Causes of dark circles
“Dark circles are notorious; everyone [can] get them, all skin types,” says board-certified dermatologist and dermatologic surgeon Dr. Anthony Rossi. “I tell my patients that they’re due to intrinsic factors and extrinsic factors, that way they understand that there are multiple causes.”
One of the most common culprits is fatigue. When you don’t get enough sleep, the blood vessels under your eyes may dilate, causing both puffiness and, due to the thin and translucent under-eye skin, the increased appearance of dark circles. To help prevent the puffiness and the dilation of vessels, Dr. Rossi recommends sleeping with an ice mask, which acts as a vasoconstrictor and prevents under-eye swelling, or, when you wake up, lightly massaging the fluid within the under-eye area outwards from the tear ducts and through the lymphatic system.

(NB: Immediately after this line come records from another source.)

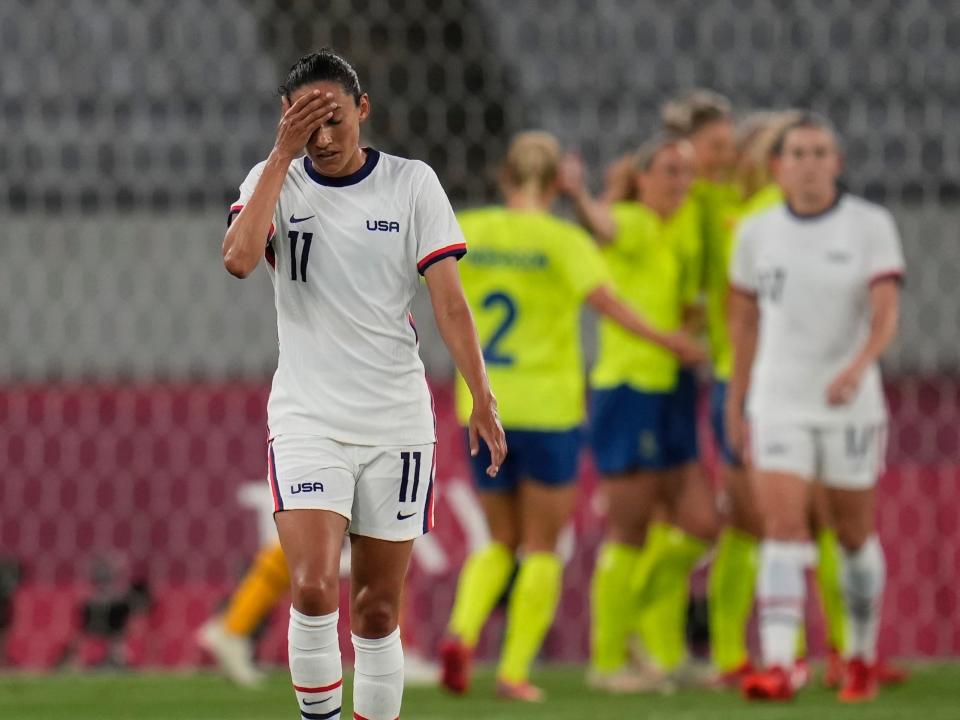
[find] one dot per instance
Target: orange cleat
(859, 682)
(800, 674)
(522, 691)
(772, 684)
(888, 674)
(456, 660)
(833, 675)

“People can really benefit from learning how to properly massage the skin without irritating it,” says Dr. Rossi. “The gua sha technique really does work because not only are you moving fluid away from where it is collecting, but you’re also stimulating the skin and getting it to bring in a recruitment of cells and blood flow.”
Next up is hyperpigmentation, which happens when skin produces extra melanin in certain areas. As Dr. Rossi explains, “Darker skin types often hyperpigment more just because their melanin tends to be more active. But we also see it in people with eczema and allergies.”

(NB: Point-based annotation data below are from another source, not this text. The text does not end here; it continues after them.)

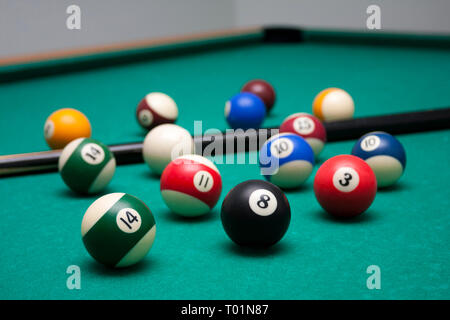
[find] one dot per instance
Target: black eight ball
(255, 213)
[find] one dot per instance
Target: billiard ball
(308, 127)
(255, 213)
(384, 154)
(65, 125)
(118, 230)
(244, 111)
(333, 104)
(262, 89)
(86, 165)
(165, 143)
(156, 108)
(345, 186)
(191, 185)
(286, 160)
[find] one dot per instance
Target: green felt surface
(405, 232)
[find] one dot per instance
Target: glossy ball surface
(255, 213)
(191, 185)
(64, 126)
(333, 104)
(345, 186)
(156, 108)
(262, 89)
(384, 154)
(118, 230)
(165, 143)
(86, 165)
(308, 127)
(244, 111)
(286, 160)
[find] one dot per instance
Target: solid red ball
(345, 186)
(263, 90)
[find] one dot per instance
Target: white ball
(165, 143)
(333, 104)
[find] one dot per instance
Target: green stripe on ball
(123, 234)
(88, 167)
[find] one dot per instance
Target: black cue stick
(401, 123)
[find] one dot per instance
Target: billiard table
(405, 232)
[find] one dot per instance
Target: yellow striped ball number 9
(65, 125)
(333, 104)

Outside of fatigue and hyperpigmentation, some people are simply born with bone structures and anatomies that lend themselves to the appearance of dark circles.
“If you have a recessed zygomatic area, if your eye socket is receded, you’re going to have more of a concavity in that area,” he says. This could cause shadows to fall around your eyes, giving them the appearance of dark circles.

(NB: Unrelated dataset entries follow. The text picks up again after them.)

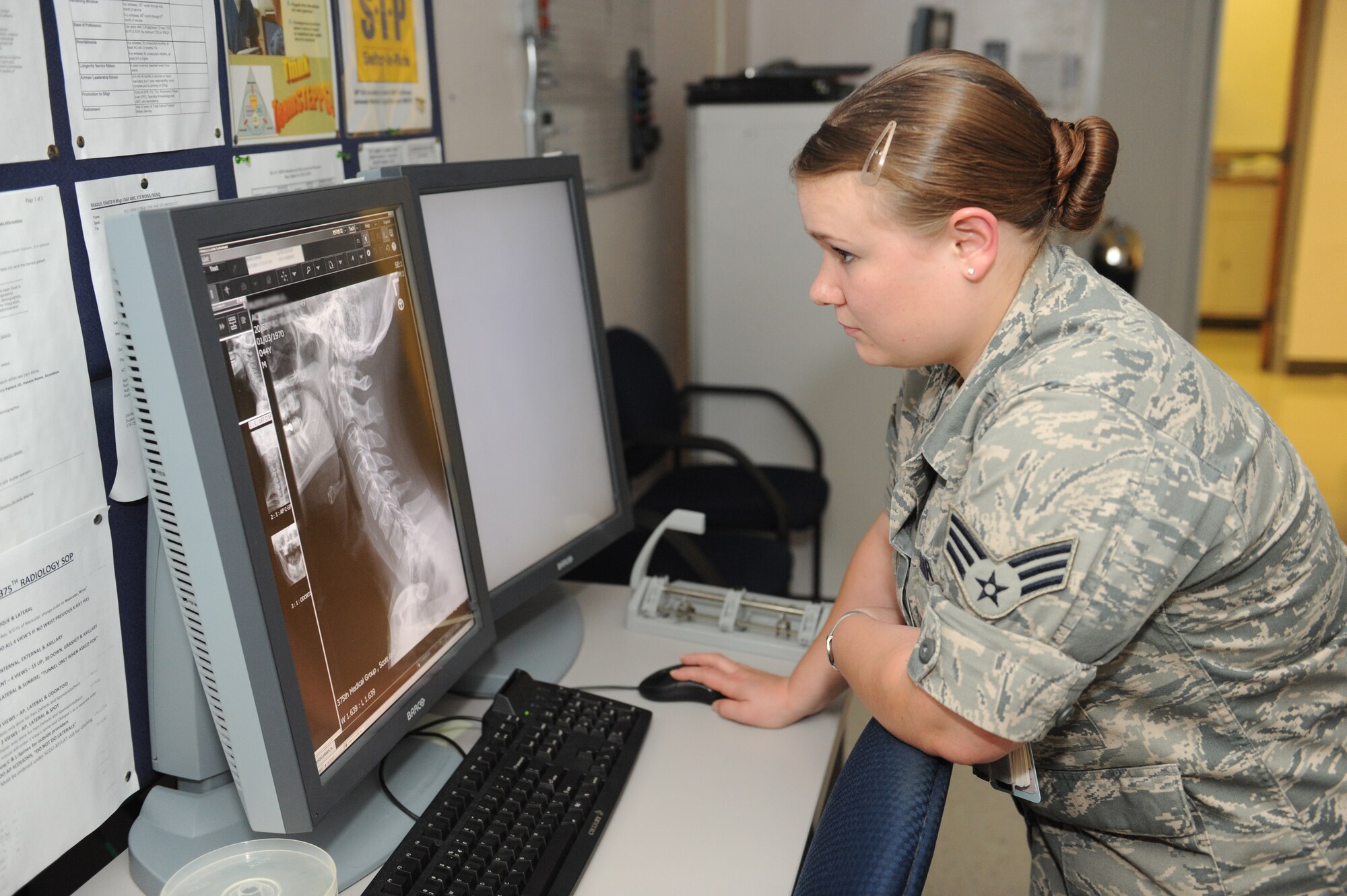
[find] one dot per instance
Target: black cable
(442, 720)
(383, 784)
(422, 732)
(444, 738)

Another intrinsic cause has to do with skin fragility and the vein network that surrounds our eyes.
“The eyelid skin is one of the thinnest skins on our body,” says Dr. Rossi, “it shows all the blood vessels that run underneath it.” He points out that if you’re very fair and have more translucent skin, you’re naturally going to see more blood vessels, but skin with more melanin will still also show touches of shadow.
How to deal with dark circles
When it comes to managing dark circles, Dr. Rossi stresses the importance of proper skincare, no matter the cause. If you improve the thickness and health of the skin, dark circles will automatically be less apparent. Dr. Rossi stresses the importance of using a product formulated specifically for the delicate eye area. He recommends eye products formulated with ingredients like calming peptides, antioxidants, hyaluronic acid, and caffeine.
Like any good dermatologist, Dr. Rossi also stresses the importance of daily sunscreen application.
“I always tell people that they should definitely put sunscreen under their eyes,” he says. “It’s going to help prevent sunburn, of course.” We advise checking eye warnings and labels on sunscreens to safe application, but sunscreen and other sun protection measures can help prevent signs of premature aging.
No matter what’s causing your dark circles, just remember: everyone can get them, and the best preventative measure you can take is to care for your skin.